I stared at her. ‘Do you mean . . .?’

‘He is not what and how he is by nature,’ Luel said quietly. ‘Please try to remember that.’

‘But what – what happened? Why? Who? How? –’

‘Too many questions for tonight,’ she said, waving her hand. ‘There will be time for you to learn, to try to understand. To repay him.’

I forgot about my resolve not to be combative and burst out, ‘Whatever happened to the
abart
– to your lord, however bad and tragic it was, it wasn’t my fault. So why should I suffer for it?’

‘You won’t,’ she said calmly. ‘I told you already: joy for joy is your payment.’

‘But I don’t understand how I can possibly –’

‘Look in your heart. You have known sorrow, but you have never known real loneliness. Real despair. Think of that. Think of why. And then you will see your way clear to an understanding what it is you must do.’

‘But why can’t you tell me? Why can’t you at least give me a clue?’ I pleaded, beside myself.
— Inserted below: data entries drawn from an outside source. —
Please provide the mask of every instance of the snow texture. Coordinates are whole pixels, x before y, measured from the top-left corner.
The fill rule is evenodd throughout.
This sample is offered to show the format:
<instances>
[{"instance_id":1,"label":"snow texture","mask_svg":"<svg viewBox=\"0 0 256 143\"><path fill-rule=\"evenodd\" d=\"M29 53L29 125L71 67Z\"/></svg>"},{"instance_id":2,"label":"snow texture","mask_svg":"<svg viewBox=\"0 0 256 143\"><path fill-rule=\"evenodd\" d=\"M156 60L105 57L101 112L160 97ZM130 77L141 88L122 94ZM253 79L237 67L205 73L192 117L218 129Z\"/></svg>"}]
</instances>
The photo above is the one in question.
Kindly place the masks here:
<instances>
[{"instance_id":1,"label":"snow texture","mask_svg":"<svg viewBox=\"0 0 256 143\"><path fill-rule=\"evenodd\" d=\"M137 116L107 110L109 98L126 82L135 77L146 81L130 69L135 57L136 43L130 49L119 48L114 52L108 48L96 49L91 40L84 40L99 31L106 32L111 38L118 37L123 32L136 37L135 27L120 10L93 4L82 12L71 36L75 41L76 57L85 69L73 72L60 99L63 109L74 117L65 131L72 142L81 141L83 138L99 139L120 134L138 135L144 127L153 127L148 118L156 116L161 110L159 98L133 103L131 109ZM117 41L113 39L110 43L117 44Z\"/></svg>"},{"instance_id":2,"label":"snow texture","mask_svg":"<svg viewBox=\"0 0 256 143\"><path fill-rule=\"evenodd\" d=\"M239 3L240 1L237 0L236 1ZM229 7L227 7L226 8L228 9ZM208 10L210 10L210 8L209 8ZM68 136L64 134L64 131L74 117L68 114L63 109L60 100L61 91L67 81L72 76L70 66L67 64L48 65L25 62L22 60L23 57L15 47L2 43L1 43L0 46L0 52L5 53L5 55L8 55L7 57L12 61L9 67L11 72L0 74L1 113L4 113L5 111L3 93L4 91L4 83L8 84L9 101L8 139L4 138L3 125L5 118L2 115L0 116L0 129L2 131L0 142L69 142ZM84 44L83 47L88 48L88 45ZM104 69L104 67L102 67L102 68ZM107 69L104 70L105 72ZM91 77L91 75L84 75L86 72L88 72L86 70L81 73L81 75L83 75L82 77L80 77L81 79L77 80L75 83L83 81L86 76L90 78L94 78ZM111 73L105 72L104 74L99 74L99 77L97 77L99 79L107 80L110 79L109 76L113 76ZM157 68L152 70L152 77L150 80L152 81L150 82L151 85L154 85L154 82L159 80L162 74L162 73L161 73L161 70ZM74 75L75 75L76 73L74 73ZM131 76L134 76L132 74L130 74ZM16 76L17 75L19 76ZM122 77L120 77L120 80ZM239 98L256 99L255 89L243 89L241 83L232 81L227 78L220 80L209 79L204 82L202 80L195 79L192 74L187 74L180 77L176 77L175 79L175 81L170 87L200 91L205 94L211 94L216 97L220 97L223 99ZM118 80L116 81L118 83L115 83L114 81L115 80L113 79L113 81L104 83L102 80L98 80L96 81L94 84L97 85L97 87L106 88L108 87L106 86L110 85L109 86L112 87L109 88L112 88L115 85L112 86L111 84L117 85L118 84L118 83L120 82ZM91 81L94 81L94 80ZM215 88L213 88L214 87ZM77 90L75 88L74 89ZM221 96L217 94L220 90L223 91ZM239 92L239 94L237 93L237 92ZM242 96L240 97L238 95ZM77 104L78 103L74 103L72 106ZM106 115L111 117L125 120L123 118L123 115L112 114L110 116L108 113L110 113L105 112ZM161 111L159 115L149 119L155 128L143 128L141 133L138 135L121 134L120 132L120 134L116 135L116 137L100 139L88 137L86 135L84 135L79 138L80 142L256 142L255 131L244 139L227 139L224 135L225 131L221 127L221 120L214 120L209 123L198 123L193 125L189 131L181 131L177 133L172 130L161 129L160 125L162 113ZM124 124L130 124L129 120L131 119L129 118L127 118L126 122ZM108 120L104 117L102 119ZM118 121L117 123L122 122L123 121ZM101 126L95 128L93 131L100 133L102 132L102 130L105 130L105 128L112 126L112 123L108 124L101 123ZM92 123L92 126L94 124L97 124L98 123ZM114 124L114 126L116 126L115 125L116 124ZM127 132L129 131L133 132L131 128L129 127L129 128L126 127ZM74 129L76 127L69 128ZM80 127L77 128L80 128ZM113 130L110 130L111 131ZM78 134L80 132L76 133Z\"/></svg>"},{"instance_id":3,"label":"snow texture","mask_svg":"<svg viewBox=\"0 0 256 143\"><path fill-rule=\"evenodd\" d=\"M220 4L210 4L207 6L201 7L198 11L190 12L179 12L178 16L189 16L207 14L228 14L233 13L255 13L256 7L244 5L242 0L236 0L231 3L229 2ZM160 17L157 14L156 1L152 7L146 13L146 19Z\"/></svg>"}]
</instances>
‘Because it must come from you,’ Luel said, without turning a hair. ‘Or it will be worth nothing. It will not help my lord. It will not repay your debt.’ She got up from the table. ‘And now, child, it is time to retire. You must be exhausted.’

‘Just a little,’ I muttered ironically, half to myself.

‘Tomorrow my lord will meet you after lunch, in the sitting-room. You will speak with him.’

My heart started pounding, all irony forgotten. ‘Will you be there?’ I whispered.

‘Perhaps,’ she said. ‘Perhaps not.’

I don’t know if it was her careless tone that goaded me. ‘Why do you have these things on your walls?’ I said harshly, waving a hand at the blank picture-frames.